Die Beschwerdeführerin hat in ihrer Beschwerde die Durchführung einer Verhandlung nicht beantragt. Zudem tritt sie in ihrer Beschwerde dem Sachverständigengutachten vom 23.02.2025, welches die belangte Behörde ihrem Bescheid zugrunde legte, nicht auf gleicher fachlicher Ebene entgegen, weswegen auch nicht erkennbar ist, dass sie dem von der belangten Behörde ihrer Entscheidung zugrunde gelegten Sachverhalt substanziiert entgegengetreten wäre oder einen darüberhinausgehenden Sachverhalt behauptet hätte. Ebenso wenig ergibt sich aus der Beschwerde, welche Rechtsfragen in einer mündlichen Verhandlung zu erörtern gewesen wären. Die Beschwerdeführerin hat in ihrer Beschwerde auch keine neuen medizinischen Unterlagen oder ein Gegengutachten vorgelegt und ist dem medizinischen Sachverständigengutachten auch nicht auf gleicher fachlicher Ebene entgegengetreten.

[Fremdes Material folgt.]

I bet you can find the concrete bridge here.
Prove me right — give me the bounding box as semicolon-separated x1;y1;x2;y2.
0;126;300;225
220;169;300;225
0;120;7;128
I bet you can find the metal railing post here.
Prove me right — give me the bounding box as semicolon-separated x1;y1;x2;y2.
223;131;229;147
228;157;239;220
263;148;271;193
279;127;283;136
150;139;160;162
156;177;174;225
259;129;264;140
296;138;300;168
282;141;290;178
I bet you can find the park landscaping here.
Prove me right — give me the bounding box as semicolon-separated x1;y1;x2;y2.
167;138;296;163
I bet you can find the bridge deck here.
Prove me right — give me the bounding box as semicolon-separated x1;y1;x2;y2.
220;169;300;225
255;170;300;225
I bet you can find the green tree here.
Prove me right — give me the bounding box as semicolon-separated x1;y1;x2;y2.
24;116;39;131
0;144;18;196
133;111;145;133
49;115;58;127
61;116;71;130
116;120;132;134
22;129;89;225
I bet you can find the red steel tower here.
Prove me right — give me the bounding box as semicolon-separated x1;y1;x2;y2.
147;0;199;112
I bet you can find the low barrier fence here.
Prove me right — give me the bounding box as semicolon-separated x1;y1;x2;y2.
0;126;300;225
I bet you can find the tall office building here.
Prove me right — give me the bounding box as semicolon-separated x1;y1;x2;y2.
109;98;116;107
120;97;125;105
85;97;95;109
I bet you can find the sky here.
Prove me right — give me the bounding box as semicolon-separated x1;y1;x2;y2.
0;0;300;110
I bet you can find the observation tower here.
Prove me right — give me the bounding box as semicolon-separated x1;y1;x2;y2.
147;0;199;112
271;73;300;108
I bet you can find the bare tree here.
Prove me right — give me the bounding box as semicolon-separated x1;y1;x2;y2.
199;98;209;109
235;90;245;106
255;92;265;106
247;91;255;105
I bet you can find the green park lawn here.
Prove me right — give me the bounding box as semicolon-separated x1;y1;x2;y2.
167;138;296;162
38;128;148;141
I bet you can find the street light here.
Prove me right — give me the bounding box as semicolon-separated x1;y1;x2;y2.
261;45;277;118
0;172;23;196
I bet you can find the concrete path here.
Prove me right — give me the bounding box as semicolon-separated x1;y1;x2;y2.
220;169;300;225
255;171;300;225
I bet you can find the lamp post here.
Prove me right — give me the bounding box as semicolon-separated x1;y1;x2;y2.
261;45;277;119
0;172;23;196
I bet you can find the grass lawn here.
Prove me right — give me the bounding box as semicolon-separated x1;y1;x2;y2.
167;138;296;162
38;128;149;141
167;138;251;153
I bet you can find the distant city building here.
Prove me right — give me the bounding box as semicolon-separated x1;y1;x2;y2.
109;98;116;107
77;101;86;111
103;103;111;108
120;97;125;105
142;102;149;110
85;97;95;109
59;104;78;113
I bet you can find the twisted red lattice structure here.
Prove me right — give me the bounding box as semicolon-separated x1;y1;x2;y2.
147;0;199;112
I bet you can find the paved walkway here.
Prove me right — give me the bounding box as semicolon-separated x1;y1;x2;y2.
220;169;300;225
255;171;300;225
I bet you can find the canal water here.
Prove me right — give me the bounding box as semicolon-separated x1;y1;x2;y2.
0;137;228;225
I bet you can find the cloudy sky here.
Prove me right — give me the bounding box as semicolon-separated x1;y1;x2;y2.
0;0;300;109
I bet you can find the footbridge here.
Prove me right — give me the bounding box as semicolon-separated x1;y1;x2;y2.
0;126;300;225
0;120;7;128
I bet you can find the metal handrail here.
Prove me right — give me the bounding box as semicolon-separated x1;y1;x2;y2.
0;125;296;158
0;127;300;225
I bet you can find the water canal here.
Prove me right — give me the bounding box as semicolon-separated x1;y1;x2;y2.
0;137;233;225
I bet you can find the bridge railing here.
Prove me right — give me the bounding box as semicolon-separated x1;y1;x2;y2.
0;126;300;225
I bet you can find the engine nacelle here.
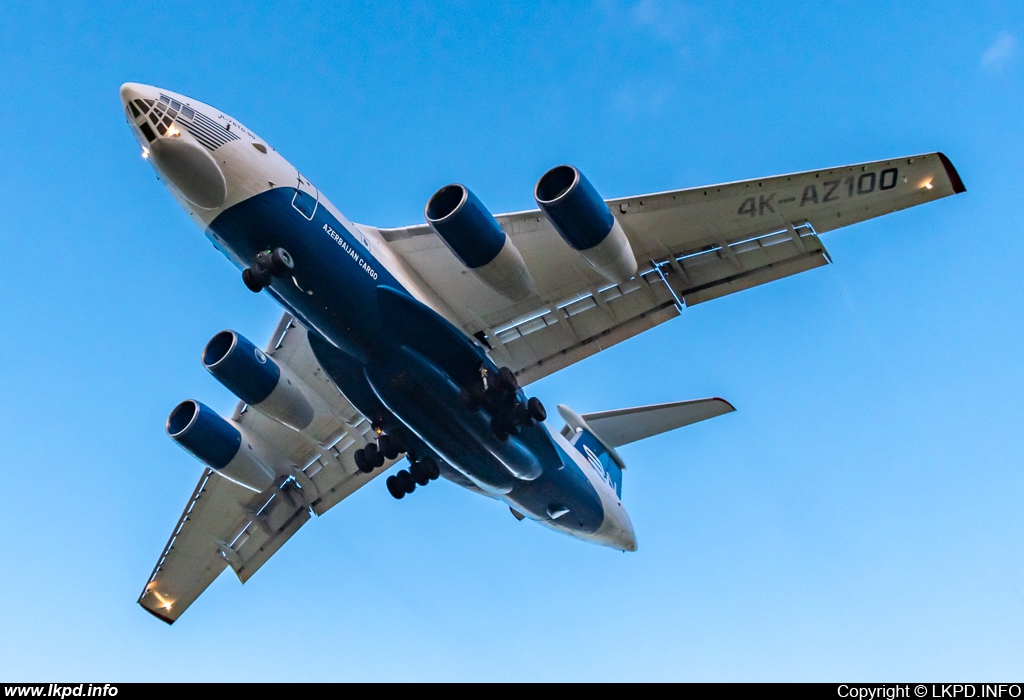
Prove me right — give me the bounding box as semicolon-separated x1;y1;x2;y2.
167;399;274;491
534;165;637;282
203;331;332;441
424;184;534;301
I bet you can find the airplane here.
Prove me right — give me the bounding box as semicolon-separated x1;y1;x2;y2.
120;83;966;623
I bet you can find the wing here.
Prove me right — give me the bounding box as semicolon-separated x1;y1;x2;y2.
379;152;965;384
138;313;385;623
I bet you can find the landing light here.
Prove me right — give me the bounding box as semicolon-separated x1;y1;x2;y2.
150;590;174;610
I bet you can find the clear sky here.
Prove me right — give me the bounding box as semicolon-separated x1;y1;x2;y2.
0;0;1024;681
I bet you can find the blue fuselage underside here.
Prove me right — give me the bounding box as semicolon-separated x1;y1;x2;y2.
210;187;604;533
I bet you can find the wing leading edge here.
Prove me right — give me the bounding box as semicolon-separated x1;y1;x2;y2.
138;313;395;623
380;152;966;384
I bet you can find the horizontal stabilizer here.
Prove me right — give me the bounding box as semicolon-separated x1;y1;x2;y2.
581;398;735;447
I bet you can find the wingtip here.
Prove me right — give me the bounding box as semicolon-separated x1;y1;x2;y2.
937;151;967;194
138;601;174;624
712;396;736;410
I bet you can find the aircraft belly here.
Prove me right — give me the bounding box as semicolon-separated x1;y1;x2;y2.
209;187;604;533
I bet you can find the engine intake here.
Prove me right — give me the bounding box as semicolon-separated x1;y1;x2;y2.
203;331;316;430
424;184;534;301
534;165;637;282
167;399;273;491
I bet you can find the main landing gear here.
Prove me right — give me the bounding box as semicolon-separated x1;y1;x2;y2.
354;433;441;498
460;367;548;441
354;433;404;474
385;457;441;498
242;248;295;293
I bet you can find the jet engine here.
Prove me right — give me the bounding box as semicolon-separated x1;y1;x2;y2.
534;165;637;282
424;184;534;302
203;331;332;441
167;399;274;491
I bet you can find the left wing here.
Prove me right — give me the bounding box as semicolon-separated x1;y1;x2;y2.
138;313;390;623
372;152;965;384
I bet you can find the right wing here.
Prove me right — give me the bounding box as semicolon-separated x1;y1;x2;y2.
138;313;391;623
372;152;965;385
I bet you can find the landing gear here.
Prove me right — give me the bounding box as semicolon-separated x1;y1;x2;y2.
385;457;441;499
353;435;400;474
242;248;295;293
460;367;548;442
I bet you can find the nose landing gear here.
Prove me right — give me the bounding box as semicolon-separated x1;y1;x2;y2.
242;248;295;293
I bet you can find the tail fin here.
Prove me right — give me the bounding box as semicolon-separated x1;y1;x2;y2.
558;398;735;497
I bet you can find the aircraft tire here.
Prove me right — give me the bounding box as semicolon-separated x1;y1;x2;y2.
242;267;267;294
270;248;295;277
384;476;406;500
409;462;430;486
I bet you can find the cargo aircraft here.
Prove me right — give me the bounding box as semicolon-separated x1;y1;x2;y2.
121;83;965;623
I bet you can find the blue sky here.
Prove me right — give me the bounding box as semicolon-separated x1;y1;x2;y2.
0;0;1024;681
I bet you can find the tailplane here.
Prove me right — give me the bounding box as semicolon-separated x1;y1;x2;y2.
558;398;735;497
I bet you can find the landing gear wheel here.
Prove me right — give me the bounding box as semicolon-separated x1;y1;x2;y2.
242;267;270;294
354;449;374;474
270;248;295;277
490;415;509;442
384;472;406;500
526;396;548;423
362;442;384;469
409;462;430;486
393;470;416;493
377;435;398;460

Von der Durchführung einer mündlichen Verhandlung wurde sohin gemäß § 24 Abs. 4 VwGVG abgesehen, da der Sachverhalt aus der Aktenlage in Verbindung mit der Beschwerde hinreichend geklärt ist. Der entscheidungsrelevante Sachverhalt war weder in wesentlichen Punkten ergänzungsbedürftig noch erschien er in entscheidenden Punkten als nicht richtig. Zudem liegt keine Rechtsfrage von besonderer Komplexität vor. Dem Entfall der Verhandlung stehen auch weder Art. 6 Abs. 1 EMRK noch Art. 47 der Charta der Grundrechte der Europäischen Union entgegen.
Zu B) Unzulässigkeit der Revision:
Die Revision ist gemäß Art. 133 Abs. 4 B-VG nicht zulässig, weil die Entscheidung nicht von der Lösung einer Rechtsfrage abhängt, der grundsätzliche Bedeutung zukommt. Weder weicht die gegenständliche Entscheidung von der bisherigen Rechtsprechung des Verwaltungsgerichtshofes ab, noch fehlt es an einer Rechtsprechung; weiters ist die vorliegende Rechtsprechung des Verwaltungsgerichtshofes auch nicht als uneinheitlich zu beurteilen. Auch liegen keine sonstigen Hinweise auf eine grundsätzliche Bedeutung der zu lösenden Rechtsfrage vor.
Konkrete Rechtsfragen grundsätzlicher Bedeutung sind weder in der Beschwerde vorgebracht worden noch im Verfahren hervorgekommen. Das Bundesverwaltungsgericht konnte sich bei allen erheblichen Rechtsfragen auf Rechtsprechung des Verwaltungsgerichtshofes bzw. auf eine ohnehin klare Rechtslage stützen.